Friday, July 27, 2007

Jazz Books from Cool Blue to Acid Orange




I recently read two books about the jazz musician's life, but each was as different a portrait as ragtime piano is to Ornette Coleman's free jazz. The first book was Wynton Marsalis' and Carl Vigeland's "Jazz in the Bittersweet Blues of Life" (Da Capo Press, 2002). An elegant look at the classy, overachieving trumpeter and band leader, with great vignettes about life on the road with the Wynton Marsalis Septet during various tours from 1989 to 2000. Here we are immersed in the challenges of fitting in practice time, family visits, travel, important community work and the ritual ironing of the suits before show time. We see how Marsalis evolves as a composer and how his classically-trained, traditional jazz style changes subtly over time.

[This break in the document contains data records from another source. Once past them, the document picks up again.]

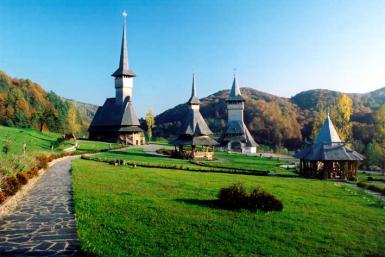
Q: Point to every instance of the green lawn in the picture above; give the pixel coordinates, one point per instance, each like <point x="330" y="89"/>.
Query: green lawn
<point x="230" y="161"/>
<point x="123" y="211"/>
<point x="247" y="161"/>
<point x="35" y="140"/>
<point x="365" y="178"/>
<point x="37" y="143"/>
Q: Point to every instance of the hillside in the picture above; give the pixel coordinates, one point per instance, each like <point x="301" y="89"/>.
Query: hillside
<point x="24" y="103"/>
<point x="274" y="120"/>
<point x="271" y="119"/>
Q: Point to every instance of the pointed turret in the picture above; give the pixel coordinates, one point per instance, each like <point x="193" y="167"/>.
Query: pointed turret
<point x="194" y="100"/>
<point x="123" y="69"/>
<point x="327" y="134"/>
<point x="235" y="92"/>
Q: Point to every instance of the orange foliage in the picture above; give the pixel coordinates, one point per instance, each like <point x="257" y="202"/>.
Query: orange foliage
<point x="23" y="105"/>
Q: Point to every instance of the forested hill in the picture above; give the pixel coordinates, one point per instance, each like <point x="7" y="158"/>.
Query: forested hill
<point x="24" y="103"/>
<point x="274" y="120"/>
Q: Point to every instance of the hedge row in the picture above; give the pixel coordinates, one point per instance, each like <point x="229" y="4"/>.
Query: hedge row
<point x="118" y="162"/>
<point x="204" y="164"/>
<point x="372" y="188"/>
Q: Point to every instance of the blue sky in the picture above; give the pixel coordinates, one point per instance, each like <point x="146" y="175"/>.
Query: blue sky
<point x="280" y="47"/>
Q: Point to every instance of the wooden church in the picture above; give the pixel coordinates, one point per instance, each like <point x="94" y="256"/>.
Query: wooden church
<point x="236" y="137"/>
<point x="194" y="138"/>
<point x="116" y="120"/>
<point x="328" y="157"/>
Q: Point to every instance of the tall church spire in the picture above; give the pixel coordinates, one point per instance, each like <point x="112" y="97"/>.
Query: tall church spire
<point x="123" y="69"/>
<point x="193" y="99"/>
<point x="235" y="92"/>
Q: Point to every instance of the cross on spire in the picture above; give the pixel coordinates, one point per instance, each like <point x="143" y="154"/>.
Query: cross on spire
<point x="123" y="69"/>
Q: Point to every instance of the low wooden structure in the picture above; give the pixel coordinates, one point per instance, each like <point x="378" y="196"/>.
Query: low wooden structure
<point x="328" y="157"/>
<point x="194" y="141"/>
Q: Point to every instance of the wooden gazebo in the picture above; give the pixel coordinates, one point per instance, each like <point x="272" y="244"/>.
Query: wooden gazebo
<point x="194" y="141"/>
<point x="328" y="157"/>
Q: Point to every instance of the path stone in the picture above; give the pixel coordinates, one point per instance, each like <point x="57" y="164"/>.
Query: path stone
<point x="43" y="224"/>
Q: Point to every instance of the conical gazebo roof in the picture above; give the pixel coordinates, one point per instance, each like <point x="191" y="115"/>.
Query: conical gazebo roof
<point x="328" y="146"/>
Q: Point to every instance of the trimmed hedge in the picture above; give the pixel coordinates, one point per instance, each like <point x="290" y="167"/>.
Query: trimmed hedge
<point x="117" y="162"/>
<point x="235" y="197"/>
<point x="225" y="167"/>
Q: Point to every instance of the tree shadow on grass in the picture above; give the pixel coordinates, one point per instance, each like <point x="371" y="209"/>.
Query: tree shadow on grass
<point x="138" y="154"/>
<point x="214" y="203"/>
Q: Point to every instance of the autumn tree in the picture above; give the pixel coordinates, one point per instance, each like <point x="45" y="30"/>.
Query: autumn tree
<point x="341" y="114"/>
<point x="150" y="122"/>
<point x="376" y="150"/>
<point x="319" y="117"/>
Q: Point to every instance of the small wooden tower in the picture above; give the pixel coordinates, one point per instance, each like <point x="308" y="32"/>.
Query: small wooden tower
<point x="194" y="139"/>
<point x="236" y="136"/>
<point x="328" y="156"/>
<point x="116" y="120"/>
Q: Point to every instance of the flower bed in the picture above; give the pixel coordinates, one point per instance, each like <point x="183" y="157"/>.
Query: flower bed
<point x="117" y="162"/>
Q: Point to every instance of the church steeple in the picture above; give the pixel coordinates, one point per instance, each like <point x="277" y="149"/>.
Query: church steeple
<point x="124" y="76"/>
<point x="194" y="100"/>
<point x="235" y="92"/>
<point x="123" y="69"/>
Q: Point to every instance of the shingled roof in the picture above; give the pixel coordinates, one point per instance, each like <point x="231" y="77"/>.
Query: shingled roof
<point x="194" y="130"/>
<point x="328" y="147"/>
<point x="235" y="92"/>
<point x="114" y="116"/>
<point x="123" y="69"/>
<point x="328" y="133"/>
<point x="237" y="131"/>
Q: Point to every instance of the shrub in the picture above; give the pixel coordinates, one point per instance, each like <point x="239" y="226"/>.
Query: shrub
<point x="33" y="172"/>
<point x="11" y="185"/>
<point x="233" y="197"/>
<point x="362" y="185"/>
<point x="236" y="197"/>
<point x="6" y="147"/>
<point x="2" y="197"/>
<point x="23" y="178"/>
<point x="42" y="161"/>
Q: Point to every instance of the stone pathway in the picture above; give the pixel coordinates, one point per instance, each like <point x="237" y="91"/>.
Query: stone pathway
<point x="43" y="224"/>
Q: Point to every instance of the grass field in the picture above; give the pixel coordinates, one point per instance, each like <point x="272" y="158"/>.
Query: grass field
<point x="224" y="160"/>
<point x="35" y="140"/>
<point x="123" y="211"/>
<point x="366" y="179"/>
<point x="37" y="143"/>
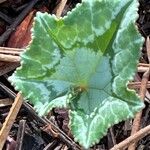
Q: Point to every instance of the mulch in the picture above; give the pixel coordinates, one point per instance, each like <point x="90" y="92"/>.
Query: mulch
<point x="31" y="132"/>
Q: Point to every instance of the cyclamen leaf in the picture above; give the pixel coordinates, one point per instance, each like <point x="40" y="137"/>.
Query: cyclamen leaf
<point x="84" y="62"/>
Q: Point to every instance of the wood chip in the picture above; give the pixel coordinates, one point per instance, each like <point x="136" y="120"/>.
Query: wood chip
<point x="5" y="102"/>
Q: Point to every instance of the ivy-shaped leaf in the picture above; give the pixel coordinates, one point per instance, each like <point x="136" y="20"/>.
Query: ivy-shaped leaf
<point x="84" y="62"/>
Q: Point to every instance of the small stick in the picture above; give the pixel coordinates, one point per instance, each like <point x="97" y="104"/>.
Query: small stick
<point x="5" y="102"/>
<point x="144" y="65"/>
<point x="145" y="78"/>
<point x="44" y="121"/>
<point x="6" y="18"/>
<point x="20" y="134"/>
<point x="60" y="8"/>
<point x="9" y="58"/>
<point x="132" y="139"/>
<point x="2" y="1"/>
<point x="11" y="49"/>
<point x="137" y="120"/>
<point x="10" y="52"/>
<point x="142" y="69"/>
<point x="18" y="20"/>
<point x="10" y="120"/>
<point x="137" y="85"/>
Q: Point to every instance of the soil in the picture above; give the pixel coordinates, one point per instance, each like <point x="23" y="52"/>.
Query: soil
<point x="37" y="135"/>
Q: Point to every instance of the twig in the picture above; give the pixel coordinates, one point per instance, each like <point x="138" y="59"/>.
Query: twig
<point x="137" y="120"/>
<point x="7" y="67"/>
<point x="5" y="102"/>
<point x="145" y="78"/>
<point x="132" y="139"/>
<point x="143" y="65"/>
<point x="20" y="134"/>
<point x="60" y="8"/>
<point x="142" y="69"/>
<point x="6" y="18"/>
<point x="51" y="145"/>
<point x="11" y="49"/>
<point x="44" y="121"/>
<point x="137" y="85"/>
<point x="10" y="119"/>
<point x="9" y="58"/>
<point x="2" y="1"/>
<point x="18" y="20"/>
<point x="10" y="52"/>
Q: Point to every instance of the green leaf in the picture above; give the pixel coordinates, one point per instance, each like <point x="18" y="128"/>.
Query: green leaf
<point x="84" y="62"/>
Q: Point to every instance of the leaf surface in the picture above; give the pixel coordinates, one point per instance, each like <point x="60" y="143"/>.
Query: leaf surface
<point x="84" y="62"/>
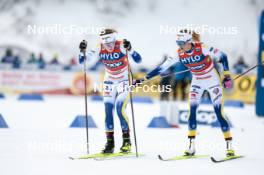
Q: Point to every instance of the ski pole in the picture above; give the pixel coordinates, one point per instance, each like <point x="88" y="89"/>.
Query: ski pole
<point x="130" y="79"/>
<point x="85" y="100"/>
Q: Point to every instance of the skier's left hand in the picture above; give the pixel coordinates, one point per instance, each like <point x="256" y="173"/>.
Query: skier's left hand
<point x="227" y="82"/>
<point x="127" y="44"/>
<point x="138" y="82"/>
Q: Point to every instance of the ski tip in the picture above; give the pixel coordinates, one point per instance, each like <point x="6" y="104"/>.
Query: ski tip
<point x="213" y="159"/>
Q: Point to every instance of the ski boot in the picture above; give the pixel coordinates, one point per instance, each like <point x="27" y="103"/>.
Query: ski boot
<point x="110" y="144"/>
<point x="191" y="150"/>
<point x="229" y="149"/>
<point x="126" y="146"/>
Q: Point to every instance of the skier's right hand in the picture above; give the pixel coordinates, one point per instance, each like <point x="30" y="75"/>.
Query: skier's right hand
<point x="82" y="47"/>
<point x="138" y="82"/>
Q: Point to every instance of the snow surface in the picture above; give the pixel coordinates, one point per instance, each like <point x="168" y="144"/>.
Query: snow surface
<point x="39" y="141"/>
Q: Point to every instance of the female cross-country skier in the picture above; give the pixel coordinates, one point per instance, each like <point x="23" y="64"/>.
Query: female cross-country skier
<point x="200" y="60"/>
<point x="113" y="54"/>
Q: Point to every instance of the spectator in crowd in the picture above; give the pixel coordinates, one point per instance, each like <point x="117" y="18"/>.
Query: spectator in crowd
<point x="55" y="60"/>
<point x="240" y="66"/>
<point x="41" y="62"/>
<point x="180" y="81"/>
<point x="73" y="61"/>
<point x="8" y="58"/>
<point x="166" y="80"/>
<point x="32" y="59"/>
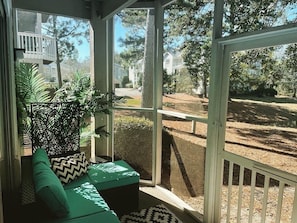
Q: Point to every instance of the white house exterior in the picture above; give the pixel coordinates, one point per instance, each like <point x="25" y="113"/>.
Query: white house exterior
<point x="38" y="48"/>
<point x="172" y="63"/>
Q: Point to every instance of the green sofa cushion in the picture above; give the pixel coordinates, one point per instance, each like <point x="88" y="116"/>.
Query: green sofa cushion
<point x="50" y="190"/>
<point x="40" y="155"/>
<point x="112" y="174"/>
<point x="77" y="182"/>
<point x="85" y="200"/>
<point x="102" y="217"/>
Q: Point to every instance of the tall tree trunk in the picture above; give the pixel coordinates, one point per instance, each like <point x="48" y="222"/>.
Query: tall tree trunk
<point x="147" y="80"/>
<point x="59" y="73"/>
<point x="58" y="61"/>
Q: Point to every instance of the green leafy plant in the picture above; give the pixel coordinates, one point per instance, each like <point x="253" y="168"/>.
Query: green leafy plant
<point x="92" y="101"/>
<point x="30" y="87"/>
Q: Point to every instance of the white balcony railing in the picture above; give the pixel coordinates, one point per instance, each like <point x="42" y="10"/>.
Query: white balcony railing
<point x="255" y="192"/>
<point x="37" y="46"/>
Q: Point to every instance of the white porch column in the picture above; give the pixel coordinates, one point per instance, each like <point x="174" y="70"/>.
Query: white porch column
<point x="216" y="123"/>
<point x="101" y="43"/>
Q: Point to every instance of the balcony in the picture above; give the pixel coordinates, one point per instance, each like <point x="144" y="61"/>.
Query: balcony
<point x="37" y="47"/>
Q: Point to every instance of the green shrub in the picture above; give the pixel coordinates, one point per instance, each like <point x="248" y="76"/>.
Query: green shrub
<point x="136" y="123"/>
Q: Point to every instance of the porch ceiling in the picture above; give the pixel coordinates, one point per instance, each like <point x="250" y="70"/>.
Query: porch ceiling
<point x="104" y="9"/>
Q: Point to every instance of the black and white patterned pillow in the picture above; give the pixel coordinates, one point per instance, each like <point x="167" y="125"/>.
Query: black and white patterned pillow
<point x="70" y="167"/>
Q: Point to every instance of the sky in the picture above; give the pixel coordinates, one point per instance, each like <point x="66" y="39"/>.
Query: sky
<point x="84" y="48"/>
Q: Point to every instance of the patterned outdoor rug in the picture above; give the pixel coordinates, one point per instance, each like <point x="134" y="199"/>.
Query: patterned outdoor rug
<point x="157" y="214"/>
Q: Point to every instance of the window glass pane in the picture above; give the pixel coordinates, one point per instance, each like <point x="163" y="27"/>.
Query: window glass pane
<point x="183" y="164"/>
<point x="133" y="79"/>
<point x="262" y="108"/>
<point x="247" y="16"/>
<point x="133" y="140"/>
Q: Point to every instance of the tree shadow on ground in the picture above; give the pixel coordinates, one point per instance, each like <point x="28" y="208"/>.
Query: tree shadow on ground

The writing style in this book is interesting. There are constant riffs between Vigeland's reporting and Marsalis' contemplative takes on the same events (Marsalis' words are in italics), which required me to slow down my normal "read it in one or two chunks" reading style, so I could absorb the images and Marsalis' philosophies on making music and art. An inspiring read, and one which greatly increased my respect for Marsalis as an artist. I immediately went out and bought several of his CDs, which I would recommend to all. "Blue Interlude", by the Wynton Marsalis Septet and "The Midnight Blues, Standard Time, Volume 5" by Wynton Marsalis are two of my current favorites.

Going from the elegance of midnight blue to an acid shade of orange is A.J. Albany's portrait of her pianist father Joe Albany in "Low Down: Junk, Jazz, and Other Fairy Tales from Childhood" (Bloomsbury, 2003). I can't say that this was an enjoyable book, but it was a horrifying, fascinating train wreck in its candid portrayal of A.J.'s loving, but terribly flawed dad. When he was in his prime he played with Charles Mingus, Charlie Parker and Lester Young while barflies dandled baby A.J., but this was but a short interlude before he descended into a drug-fueled daze, interspersed with schizophrenic episodes, that left A.J. to fend for herself throughout much of her childhood. She maintains an affection for her dad throughout the book (as opposed to her bohemian singer turned junkie mom who abandoned her in toddlerhood) even though he would leave her often and with inadequate babysitters that exposed her to domestic violence, bestiality, sex offender circus clowns, drugs, alcohol, prostitution and social deviance of seemingly endless stripes. Quite a different scene than hanging with Wynton, but an interesting look at the life of a minor jazz musician during the 1960s.